Não sei como me senti...Foi tudo tão estranho.
Conseguia ver as ondas baterem no muro,
Com todas as suas forças...
Subiam e desciam,
Anunciando que o mar ora está grande, ora está pequeno.
Mas eu queria sentir!
Num canto do enorme muro suspeitava-se uma parte molhada...
E além, um longo esporão... Com curiosidade, fui para lá.
À medida que me afastava, estranhamente
As ondas pareciam me acompanhar
Como se desejassem que eu as ajudasse...
Acompanhar-me-iam sempre
Se não fosse o cruel muro que continuamente as mata?
Talvez...
Cheguei ao local...estava mesmo molhado.
Um muro altíssimo do qual as ondas impossivelmente fogem...
Mas o que eu vi...! Doeu tanto!
Decididamente descansei o meu corpo
E consegui ouvir as ondas gritarem
Sempre que chegavam ao Destino.
Aquelas que batiam no muro tentavam escapar
E as que batiam no esporão choravam lágrimas,
Que saltavam tão alto tentando me tocar.
Aquelas ondas tão inocentes,
Presas no tanque infinito daquele Mar...
Um Mar que toma conta delas...
Um Mar que deixa, livremente,
As suas ondas bailar
Ao vento e à chuva...
À luz do sol e ao cego nevoeiro...
Sempre tão livres pelo mundo inteiro!
Sempre acompanhadas pelas suas irmãs
E sempre, por isso, sentindo-se protegidas!

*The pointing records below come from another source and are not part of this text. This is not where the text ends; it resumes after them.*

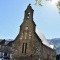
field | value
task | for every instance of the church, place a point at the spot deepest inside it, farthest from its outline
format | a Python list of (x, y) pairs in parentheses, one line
[(29, 43)]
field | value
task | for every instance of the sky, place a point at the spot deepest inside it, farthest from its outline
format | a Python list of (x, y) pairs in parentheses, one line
[(47, 18)]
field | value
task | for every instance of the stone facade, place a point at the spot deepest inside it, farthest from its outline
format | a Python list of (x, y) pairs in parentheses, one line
[(27, 45)]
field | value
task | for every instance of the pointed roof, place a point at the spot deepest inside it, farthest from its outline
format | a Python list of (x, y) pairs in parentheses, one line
[(29, 7)]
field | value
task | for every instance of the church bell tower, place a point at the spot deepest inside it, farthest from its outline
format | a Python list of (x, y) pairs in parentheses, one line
[(26, 44)]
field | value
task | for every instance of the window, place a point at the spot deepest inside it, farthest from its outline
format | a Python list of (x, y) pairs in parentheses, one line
[(24, 47), (26, 28), (28, 14)]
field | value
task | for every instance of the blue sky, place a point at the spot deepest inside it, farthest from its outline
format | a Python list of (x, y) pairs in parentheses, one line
[(46, 18)]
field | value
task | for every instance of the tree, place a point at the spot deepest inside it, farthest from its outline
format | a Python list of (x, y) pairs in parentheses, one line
[(39, 2), (58, 57)]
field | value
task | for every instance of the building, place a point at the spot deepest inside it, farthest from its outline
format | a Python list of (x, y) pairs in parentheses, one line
[(29, 44), (5, 49)]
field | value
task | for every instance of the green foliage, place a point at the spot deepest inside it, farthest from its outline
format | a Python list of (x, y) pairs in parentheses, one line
[(58, 5), (58, 57)]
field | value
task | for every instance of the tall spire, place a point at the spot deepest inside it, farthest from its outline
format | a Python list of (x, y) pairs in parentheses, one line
[(29, 12)]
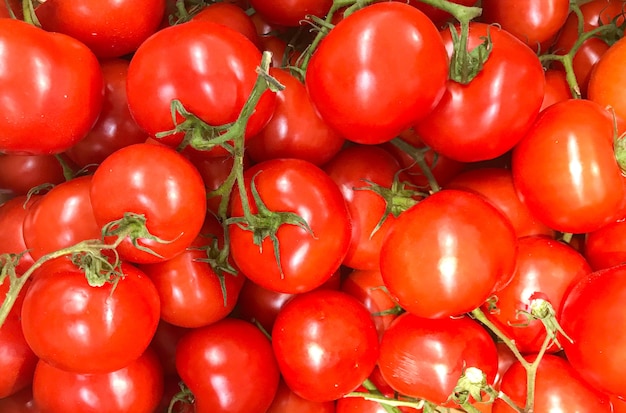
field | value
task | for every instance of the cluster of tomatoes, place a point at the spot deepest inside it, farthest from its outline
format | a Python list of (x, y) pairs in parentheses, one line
[(312, 206)]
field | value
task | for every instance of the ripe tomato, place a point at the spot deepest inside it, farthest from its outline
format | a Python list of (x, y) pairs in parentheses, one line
[(89, 329), (446, 255), (307, 259), (229, 366), (499, 119), (169, 193), (135, 388), (591, 311), (565, 169), (52, 89), (368, 99), (425, 358), (325, 343)]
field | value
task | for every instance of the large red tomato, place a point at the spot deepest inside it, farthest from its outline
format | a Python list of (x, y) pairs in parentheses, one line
[(368, 98)]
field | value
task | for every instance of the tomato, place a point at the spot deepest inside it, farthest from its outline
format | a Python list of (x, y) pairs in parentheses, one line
[(109, 28), (533, 22), (115, 127), (446, 255), (496, 185), (565, 169), (545, 269), (135, 388), (52, 89), (425, 358), (368, 99), (558, 388), (597, 348), (89, 329), (307, 259), (229, 366), (499, 119), (296, 129), (290, 12), (215, 91), (325, 343), (169, 193)]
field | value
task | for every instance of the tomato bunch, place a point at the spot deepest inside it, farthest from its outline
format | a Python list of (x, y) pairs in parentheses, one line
[(312, 206)]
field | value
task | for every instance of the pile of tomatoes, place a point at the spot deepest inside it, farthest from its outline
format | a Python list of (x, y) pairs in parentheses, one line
[(312, 206)]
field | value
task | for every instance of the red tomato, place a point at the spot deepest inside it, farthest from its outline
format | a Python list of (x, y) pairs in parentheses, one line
[(451, 239), (307, 260), (425, 358), (115, 127), (499, 118), (368, 99), (325, 343), (135, 388), (212, 361), (213, 89), (565, 169), (558, 388), (296, 129), (545, 269), (591, 311), (89, 329), (169, 193), (52, 89)]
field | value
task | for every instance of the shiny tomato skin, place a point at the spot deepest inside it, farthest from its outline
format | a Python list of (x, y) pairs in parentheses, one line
[(51, 114), (325, 343), (368, 99), (211, 361), (90, 329), (135, 388), (307, 260), (446, 255), (170, 194), (565, 169), (499, 119)]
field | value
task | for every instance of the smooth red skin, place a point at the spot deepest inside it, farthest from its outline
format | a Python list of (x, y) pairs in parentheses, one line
[(12, 215), (61, 218), (90, 329), (325, 343), (51, 114), (425, 358), (229, 366), (557, 88), (286, 401), (296, 129), (290, 12), (496, 185), (215, 91), (597, 348), (307, 260), (367, 286), (499, 120), (109, 28), (135, 388), (115, 127), (545, 269), (17, 360), (565, 169), (232, 16), (533, 22), (606, 247), (169, 192), (369, 99), (446, 255), (558, 388), (350, 169), (21, 173)]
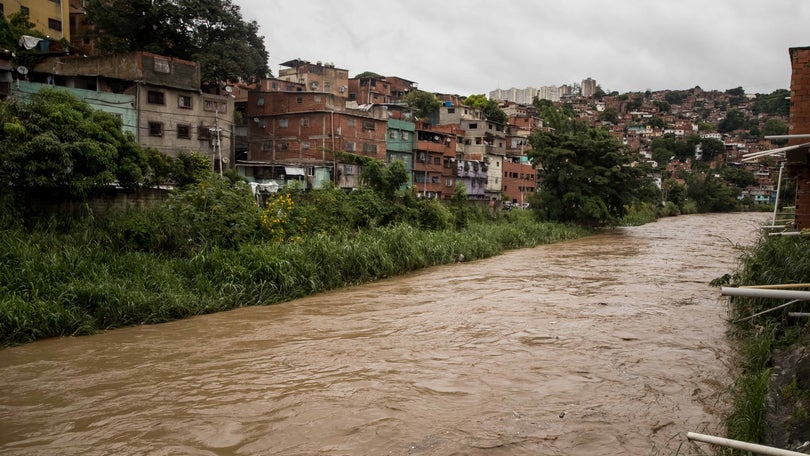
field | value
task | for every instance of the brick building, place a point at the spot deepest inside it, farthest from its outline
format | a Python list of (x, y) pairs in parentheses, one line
[(300, 135), (797, 154)]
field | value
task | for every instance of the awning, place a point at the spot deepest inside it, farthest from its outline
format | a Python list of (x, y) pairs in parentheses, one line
[(766, 153)]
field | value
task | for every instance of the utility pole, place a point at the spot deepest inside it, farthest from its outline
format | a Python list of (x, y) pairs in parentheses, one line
[(218, 145)]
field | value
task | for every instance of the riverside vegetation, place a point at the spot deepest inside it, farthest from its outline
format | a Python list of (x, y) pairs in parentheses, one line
[(209, 247), (772, 393)]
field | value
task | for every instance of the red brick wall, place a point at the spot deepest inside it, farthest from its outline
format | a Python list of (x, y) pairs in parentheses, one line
[(518, 181), (800, 124)]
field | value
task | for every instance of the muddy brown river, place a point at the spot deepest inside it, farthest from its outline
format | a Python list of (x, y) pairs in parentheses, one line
[(610, 345)]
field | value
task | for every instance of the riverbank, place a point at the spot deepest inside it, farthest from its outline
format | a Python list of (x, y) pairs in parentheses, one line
[(772, 393), (72, 284)]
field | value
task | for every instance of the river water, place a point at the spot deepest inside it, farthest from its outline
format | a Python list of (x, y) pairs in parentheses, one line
[(608, 345)]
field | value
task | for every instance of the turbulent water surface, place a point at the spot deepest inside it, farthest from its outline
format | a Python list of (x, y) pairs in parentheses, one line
[(612, 344)]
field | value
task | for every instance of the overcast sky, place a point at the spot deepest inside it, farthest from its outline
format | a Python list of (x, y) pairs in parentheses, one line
[(469, 47)]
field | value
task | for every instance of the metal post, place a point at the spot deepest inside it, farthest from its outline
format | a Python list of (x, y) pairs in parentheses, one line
[(218, 145), (739, 445), (778, 186)]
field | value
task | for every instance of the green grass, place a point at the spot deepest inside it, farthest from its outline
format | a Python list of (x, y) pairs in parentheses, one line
[(54, 283)]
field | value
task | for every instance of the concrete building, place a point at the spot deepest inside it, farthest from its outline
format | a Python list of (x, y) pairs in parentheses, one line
[(316, 77), (50, 17), (797, 154), (171, 113), (303, 135), (588, 87)]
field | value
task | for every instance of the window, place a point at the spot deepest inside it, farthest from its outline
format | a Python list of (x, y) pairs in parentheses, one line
[(214, 105), (184, 101), (155, 129), (203, 133), (183, 132), (162, 66), (155, 97)]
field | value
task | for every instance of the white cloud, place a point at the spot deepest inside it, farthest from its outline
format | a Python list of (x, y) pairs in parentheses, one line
[(475, 46)]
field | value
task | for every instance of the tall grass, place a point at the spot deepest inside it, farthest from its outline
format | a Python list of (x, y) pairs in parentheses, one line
[(59, 284), (772, 260)]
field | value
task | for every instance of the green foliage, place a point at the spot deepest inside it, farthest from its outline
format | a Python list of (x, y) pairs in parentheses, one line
[(190, 168), (674, 192), (58, 143), (492, 111), (674, 97), (610, 115), (211, 33), (711, 148), (734, 120), (424, 104), (78, 283), (773, 127), (738, 176), (711, 194), (586, 176), (777, 102)]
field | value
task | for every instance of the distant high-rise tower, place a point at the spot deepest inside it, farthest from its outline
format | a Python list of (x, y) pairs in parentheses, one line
[(588, 87)]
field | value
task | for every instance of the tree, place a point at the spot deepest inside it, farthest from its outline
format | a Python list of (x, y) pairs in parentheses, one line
[(56, 142), (711, 194), (674, 97), (773, 127), (711, 148), (778, 103), (423, 103), (586, 176), (490, 108), (210, 32), (737, 176), (734, 120), (610, 115)]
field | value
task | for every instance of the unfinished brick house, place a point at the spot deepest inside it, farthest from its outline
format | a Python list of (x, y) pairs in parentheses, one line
[(797, 153), (299, 136)]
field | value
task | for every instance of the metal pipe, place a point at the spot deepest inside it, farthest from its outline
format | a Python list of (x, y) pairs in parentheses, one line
[(767, 311), (739, 445), (778, 188), (766, 293), (778, 286)]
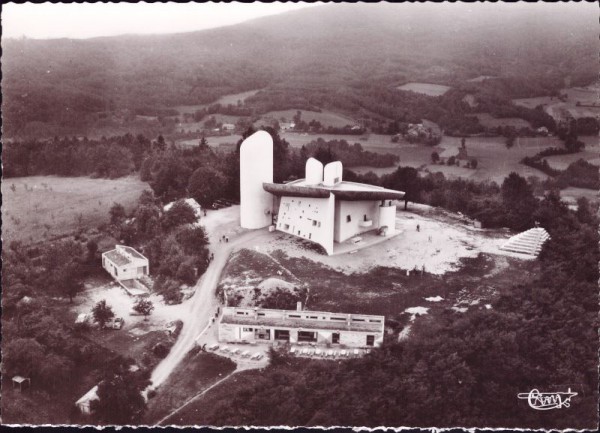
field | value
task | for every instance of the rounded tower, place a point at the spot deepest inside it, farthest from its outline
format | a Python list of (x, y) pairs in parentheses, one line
[(256, 167)]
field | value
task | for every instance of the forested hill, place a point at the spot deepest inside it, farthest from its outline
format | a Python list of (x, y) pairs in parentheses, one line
[(336, 46)]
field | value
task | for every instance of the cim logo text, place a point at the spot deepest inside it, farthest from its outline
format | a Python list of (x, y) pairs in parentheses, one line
[(547, 400)]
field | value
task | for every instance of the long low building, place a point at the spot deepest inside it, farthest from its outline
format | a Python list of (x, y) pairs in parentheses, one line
[(247, 325)]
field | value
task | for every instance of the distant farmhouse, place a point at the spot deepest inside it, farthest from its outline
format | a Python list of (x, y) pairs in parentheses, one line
[(249, 325), (127, 266), (321, 208), (285, 126)]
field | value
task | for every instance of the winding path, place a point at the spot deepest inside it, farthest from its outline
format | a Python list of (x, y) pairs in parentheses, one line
[(201, 307)]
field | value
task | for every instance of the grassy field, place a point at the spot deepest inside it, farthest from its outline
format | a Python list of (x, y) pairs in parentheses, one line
[(425, 88), (383, 291), (327, 118), (196, 372), (587, 97), (223, 100), (571, 194), (495, 161), (490, 121), (481, 78), (44, 207)]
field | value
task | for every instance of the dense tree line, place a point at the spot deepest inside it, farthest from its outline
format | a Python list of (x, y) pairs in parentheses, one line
[(464, 369), (108, 157)]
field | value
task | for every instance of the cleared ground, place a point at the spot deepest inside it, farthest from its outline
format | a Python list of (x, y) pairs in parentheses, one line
[(223, 100), (197, 372), (571, 194), (381, 286), (44, 207), (425, 88)]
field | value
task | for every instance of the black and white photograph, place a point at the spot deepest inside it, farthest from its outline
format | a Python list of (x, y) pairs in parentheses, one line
[(300, 214)]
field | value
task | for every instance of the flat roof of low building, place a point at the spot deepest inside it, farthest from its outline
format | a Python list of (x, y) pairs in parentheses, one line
[(284, 322), (132, 251), (117, 258), (302, 319), (350, 191)]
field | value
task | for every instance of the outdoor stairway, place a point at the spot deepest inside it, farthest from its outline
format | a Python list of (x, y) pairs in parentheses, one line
[(529, 242)]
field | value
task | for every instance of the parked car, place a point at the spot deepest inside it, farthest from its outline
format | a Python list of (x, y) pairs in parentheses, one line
[(116, 323)]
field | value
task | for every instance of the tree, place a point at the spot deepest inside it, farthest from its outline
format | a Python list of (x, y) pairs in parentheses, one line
[(160, 144), (144, 307), (120, 400), (510, 141), (206, 185), (584, 212), (519, 202), (102, 313), (117, 213), (325, 155), (179, 213)]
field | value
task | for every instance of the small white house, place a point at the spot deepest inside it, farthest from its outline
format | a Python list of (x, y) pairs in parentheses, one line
[(125, 263), (285, 126), (84, 403)]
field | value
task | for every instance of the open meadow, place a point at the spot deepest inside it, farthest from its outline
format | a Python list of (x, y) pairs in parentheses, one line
[(489, 121), (425, 88), (39, 208), (580, 102), (232, 99), (327, 118), (495, 161)]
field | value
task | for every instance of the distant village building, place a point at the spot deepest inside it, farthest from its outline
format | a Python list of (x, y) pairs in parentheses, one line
[(129, 268), (239, 325), (321, 208), (285, 126), (191, 203), (529, 242)]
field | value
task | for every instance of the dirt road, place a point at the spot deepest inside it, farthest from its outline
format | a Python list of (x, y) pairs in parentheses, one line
[(201, 308)]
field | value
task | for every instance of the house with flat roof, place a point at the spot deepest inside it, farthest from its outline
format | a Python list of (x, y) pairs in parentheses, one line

Mas quando encontram a pedra ou a terra
As suas irmãs irão atrás de si
E Poseidon, poderá fazer?
Seria tarde demais...
E é impossível voltar atrás.
Sentindo-se culpadas pelas suas irmãs,
Sofrendo o mesmo, num caminho sem saída...!
Que mágoa!
Imaginando, fechei os olhos.
Pedi-lhes um conselho...
E elas me disseram:
"O nosso percurso é como a tua vida...
Nascemos, vivemos livremente num espaço limite
Mas sempre encontraremos o inevitável.
Por isso, o que acabaste de ver,
De ouvir,
De sentir
E de imaginar,
São vícios de influências que não deverás nunca
Aplicar na tua vida nem na dos teus irmãos.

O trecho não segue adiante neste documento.